Let \({\mathcal {E}}({\mathcal {I}},\ell ) \triangleq \{ \mu ^{{\mathcal {I}},\ell ,\kappa } \}_{\kappa =1}^{E({\mathcal {I}},\ell )}\) be the finite set of extreme points of the polyhedron \(\left\{ \mu \in \mathbb {R}^k_+ \mid D^T\mu \, = \, Qv^{{\mathcal {I}},\ell } \right\} \) for some positive integer \(E({\mathcal {I}},\ell )\). Again these extreme points depend on the pair (QD) only.

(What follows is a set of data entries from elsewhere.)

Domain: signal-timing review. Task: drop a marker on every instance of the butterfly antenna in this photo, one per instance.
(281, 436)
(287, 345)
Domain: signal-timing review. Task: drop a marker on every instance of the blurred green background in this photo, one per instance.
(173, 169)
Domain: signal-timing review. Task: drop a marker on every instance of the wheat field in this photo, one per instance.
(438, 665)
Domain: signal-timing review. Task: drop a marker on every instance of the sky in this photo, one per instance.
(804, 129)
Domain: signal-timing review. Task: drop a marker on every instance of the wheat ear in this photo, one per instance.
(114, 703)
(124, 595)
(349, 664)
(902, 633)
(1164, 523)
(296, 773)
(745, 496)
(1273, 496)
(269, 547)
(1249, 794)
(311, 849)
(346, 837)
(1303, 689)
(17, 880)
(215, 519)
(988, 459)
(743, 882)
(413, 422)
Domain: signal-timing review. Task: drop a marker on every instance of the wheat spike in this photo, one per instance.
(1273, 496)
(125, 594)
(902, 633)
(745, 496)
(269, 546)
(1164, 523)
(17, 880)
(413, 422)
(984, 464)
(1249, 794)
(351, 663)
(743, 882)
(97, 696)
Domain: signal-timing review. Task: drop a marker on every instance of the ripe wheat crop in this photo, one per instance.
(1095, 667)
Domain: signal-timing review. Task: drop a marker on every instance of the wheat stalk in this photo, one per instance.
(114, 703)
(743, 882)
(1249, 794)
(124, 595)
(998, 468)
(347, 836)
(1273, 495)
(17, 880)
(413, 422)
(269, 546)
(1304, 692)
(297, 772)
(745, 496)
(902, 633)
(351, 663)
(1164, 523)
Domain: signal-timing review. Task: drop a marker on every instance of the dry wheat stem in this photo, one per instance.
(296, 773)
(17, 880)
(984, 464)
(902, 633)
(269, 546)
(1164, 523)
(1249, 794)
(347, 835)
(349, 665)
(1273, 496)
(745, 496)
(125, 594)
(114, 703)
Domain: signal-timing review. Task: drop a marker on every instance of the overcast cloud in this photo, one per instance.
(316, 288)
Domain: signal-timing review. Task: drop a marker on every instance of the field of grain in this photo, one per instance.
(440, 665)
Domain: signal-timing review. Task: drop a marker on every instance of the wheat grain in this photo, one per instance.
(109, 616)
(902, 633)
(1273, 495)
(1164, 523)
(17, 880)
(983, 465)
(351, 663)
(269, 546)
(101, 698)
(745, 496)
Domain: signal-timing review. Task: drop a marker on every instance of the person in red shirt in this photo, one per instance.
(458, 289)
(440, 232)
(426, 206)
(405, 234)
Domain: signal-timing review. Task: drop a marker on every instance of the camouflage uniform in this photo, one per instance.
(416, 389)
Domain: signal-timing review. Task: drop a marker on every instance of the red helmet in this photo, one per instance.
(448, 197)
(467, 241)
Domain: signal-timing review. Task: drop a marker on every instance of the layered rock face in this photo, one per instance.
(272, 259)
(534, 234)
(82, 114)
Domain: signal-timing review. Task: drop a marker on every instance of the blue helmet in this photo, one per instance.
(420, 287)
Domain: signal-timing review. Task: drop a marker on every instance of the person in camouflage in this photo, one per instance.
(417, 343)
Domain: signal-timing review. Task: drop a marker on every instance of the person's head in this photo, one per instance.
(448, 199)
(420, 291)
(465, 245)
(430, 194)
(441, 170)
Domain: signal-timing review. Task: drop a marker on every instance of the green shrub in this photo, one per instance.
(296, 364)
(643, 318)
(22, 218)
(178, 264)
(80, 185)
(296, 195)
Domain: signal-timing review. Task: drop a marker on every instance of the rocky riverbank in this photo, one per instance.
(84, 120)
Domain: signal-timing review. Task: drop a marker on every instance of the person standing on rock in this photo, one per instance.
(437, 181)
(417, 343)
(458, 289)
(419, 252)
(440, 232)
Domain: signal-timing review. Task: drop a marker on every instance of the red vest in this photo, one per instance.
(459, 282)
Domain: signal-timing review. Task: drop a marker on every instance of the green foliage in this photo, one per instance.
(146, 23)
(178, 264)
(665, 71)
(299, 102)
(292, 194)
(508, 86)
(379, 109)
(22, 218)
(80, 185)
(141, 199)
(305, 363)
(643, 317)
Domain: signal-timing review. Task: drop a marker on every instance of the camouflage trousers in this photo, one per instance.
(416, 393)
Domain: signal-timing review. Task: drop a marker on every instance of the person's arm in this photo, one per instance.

It then follows that (8) holds if and only if for every pair \(( {\mathcal {I}},\ell )\) with \({\mathcal {I}}\) being a subset of \(\{ 1, \ldots , k \}\) and \(\ell = 1, \ldots , L_{\mathcal {I}}\), there exists \(\mu ^{{\mathcal {I}},\ell ,\kappa } \in {\mathcal {E}}({\mathcal {I}},\ell )\) such that \(0 \le q^Tv^{{\mathcal {I}},\ell } + b^{\, T} \mu ^{{\mathcal {I}},\ell ,\kappa }\). Together with the feasibility condition \(b \in \text{ range }(D) - \mathbb {R}^k_+\), each of the latter inequalities in (qb) defines a polyhedron that defines a piece of \(\text{ dom }(Q,D)\). Specifically let \({\mathcal {V}} \triangleq \prod _{( {\mathcal {I}},\ell )} \, {\mathcal {E}}({\mathcal {I}},\ell )\) where the Cartesian product ranges over all pairs \(( {\mathcal {I}},\ell )\) with \({\mathcal {I}}\) being a subset of \(\{ 1, \ldots , k \}\) and \(\ell = 1, \ldots , L_{\mathcal {I}}\). An element \(\varvec{\mu } \in {\mathcal {V}}\) is a tuple of extreme points \(\mu ^{{\mathcal {I}},\ell ,\kappa }\) over all pairs \(( {\mathcal {I}},\ell )\) as specified with \(\kappa \) being one element in \(\{ 1, \ldots , E({\mathcal {I}},\ell ) \}\) corresponding to the given \(\varvec{\mu }\); every such element \(\varvec{\mu }\) defines a system of \(\sum _{{\mathcal {I}} \subseteq \{ 1, \ldots , k \}} \, | \, L_{\mathcal {I}} \, |\) linear inequalities each of the form:

$$\begin{aligned} q^Tv^{{\mathcal {I}},\ell } + b^{\, T} \mu ^{{\mathcal {I}},\ell ,\kappa } \, \ge \, 0, \end{aligned}$$

Consequently, it follows that

$$\begin{aligned}&\text{ dom }(Q,D) \, \\&\quad = \, \displaystyle { \bigcup _{\varvec{\mu } \in {\mathcal {V}}} } \, \left\{ \, ( \, q,b \, ) \, \in \, \mathbb {R}^m \, \times \, \left[ \, D\mathbb {R}^m - \mathbb {R}^k_+ \, \right] \, \mid \, \underbrace{q^Tv^{{\mathcal {I}},\ell } + b^{\, T} \mu ^{{\mathcal {I}},\ell ,\kappa } \, \ge \, 0}_{\text{ there } \text{ are } \displaystyle { \sum _{{\mathcal {I}} \subseteq \{ 1, \ldots , k \}} } \, | \, L_{\mathcal {I}} \, | \text {of these}} \, \right\} , \end{aligned}$$

proving that \(\text{ dom }(Q,D)\) is a union of finitely (albeit potentially exponentially) many polyhedra, each denoted by \(\text{ dom }^{\varvec{\mu }}(Q,D)\) for \(\varvec{\mu } \in {\mathcal {V}}\).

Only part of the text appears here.